The period between the nominee commencing employment on 15 April 2013 and the nomination application on 25 November 2016 is greater than two years. The applicant has continued to operate the Mi-Ne Sushi restaurant until 22 June 2019 and continues to operate Ramen Samurai restaurant.
For these reasons I am satisfied based on the evidence provided that Mr Huang was employed full time in Australia in the position for which he held a subclass 457 visa for more than two of the three years preceding the applicant’s nomination.
Given the above findings, the requirement in r.5.19(3)(c) is met.
Future employment of the visa holder: r.5.19(3)(d)
Regulation 5.19(3)(d) only applies to certain nominees (those described in r.5.19(3)(c)(i)). For this class of person, the regulations require that the nominee will be employed on a full time basis for at least 2 years on terms that do not expressly preclude the possibility of an extension.
Oral and documentary evidence, in particular the written submissions, employment contract dated 1 July 2019 and financial records confirm:
· The applicant confirmed that they will continue to employ Mr Huang full time as a Restaurant Manager for at least two years from the date Mr Huang’s permanent resident visa is granted.
· Although the applicant made a loss in 2018 to 2019 due to the closure of the Mi-Ne Sushi restaurant, the applicant’s financial records from the last four financial years demonstrate that the applicant is now profitable. Mico made a loss due to adding back losses on intangibles-goodwill and losses on plant and equipment when they closed Mi-Ne Sushi but continued to make an operating profit in 2018 to 2019 financial year. Mr Thum indicated at the hearing the business projections for the 2019 to 2020 financial year are on track for $100,000 profit.

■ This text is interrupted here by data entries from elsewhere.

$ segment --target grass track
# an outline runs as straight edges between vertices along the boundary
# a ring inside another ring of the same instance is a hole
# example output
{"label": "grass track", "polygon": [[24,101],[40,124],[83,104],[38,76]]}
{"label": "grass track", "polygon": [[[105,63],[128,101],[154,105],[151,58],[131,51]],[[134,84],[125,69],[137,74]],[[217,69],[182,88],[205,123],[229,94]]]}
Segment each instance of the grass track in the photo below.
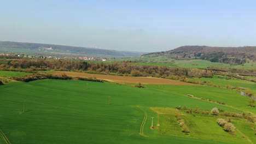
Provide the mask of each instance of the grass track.
{"label": "grass track", "polygon": [[10,142],[9,141],[8,139],[7,139],[7,137],[6,137],[6,135],[3,132],[2,129],[0,129],[0,135],[1,135],[4,141],[5,142],[6,144],[11,144]]}
{"label": "grass track", "polygon": [[141,129],[139,130],[139,134],[143,136],[148,137],[148,136],[144,135],[143,133],[144,126],[145,125],[146,121],[147,121],[147,118],[148,117],[148,113],[147,113],[147,112],[145,110],[139,107],[139,106],[138,106],[137,107],[138,109],[139,109],[139,110],[141,110],[141,111],[142,111],[142,112],[144,112],[144,115],[143,121],[142,121],[142,123],[141,125]]}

· The applicant and has continued to pay Mr Huang his full time restaurant manager salary since April 2013
· There is no condition in Mr Huang’s employment contract excluding the possibility of extending the period of employment
· The employment contract continues Mr Huang’s employment as a Restaurant Manager (ANZSCO: 1411) “… for a minimum of 4 years, with the option of continuing in the position after the end of 4 years.”

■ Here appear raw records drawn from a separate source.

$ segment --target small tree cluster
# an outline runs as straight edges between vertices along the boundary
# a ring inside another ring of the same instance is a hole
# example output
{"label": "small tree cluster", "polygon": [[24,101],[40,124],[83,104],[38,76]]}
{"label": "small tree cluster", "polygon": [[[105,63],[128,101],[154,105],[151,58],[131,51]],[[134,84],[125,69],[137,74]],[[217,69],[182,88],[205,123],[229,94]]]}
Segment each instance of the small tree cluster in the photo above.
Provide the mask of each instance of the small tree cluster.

Having considered the evidence I am satisfied that the applicant will continue to employ Mr Huang on a full time basis as a Restaurant Manager for at least two years.
Given the above findings, the requirement in r.5.19(3)(d) is met.
No less favourable terms and conditions of employment: r.5.19(3)(e)
Regulation 5.19(3)(e) requires that the terms and conditions of employment applicable to the nominated position will be no less favourable than those that are, or would be, provided to an Australian citizen or permanent resident performing equivalent work in the same workplace at the same location.
Oral and documentary evidence, in particular the written submissions, contract of employment and financial records confirm:
· There is no Australian citizen or permanent resident performing equivalent work in the same workplace at the same location.
· The employment contract dated 1 July 2019 is current and Mr Huang’s base salary is $58,760 plus 9.5% superannuation.
· That the terms and conditions of employment provided to Mr Huang, when compared with advertisements for similar positions in Western Australia, are market rate, and within the range of market rate salaries and conditions.
· Mr Thum’s oral evidence was that the applicant used seek.com and indeed.com as well as his knowledge of the industry in determining market rate for the terms and conditions of employment.
I am satisfied that the terms and conditions of employment applicable to the nominated position are no less favourable than those that would be provided to an Australian citizen or permanent resident performing the same work in the same workplace at the same location.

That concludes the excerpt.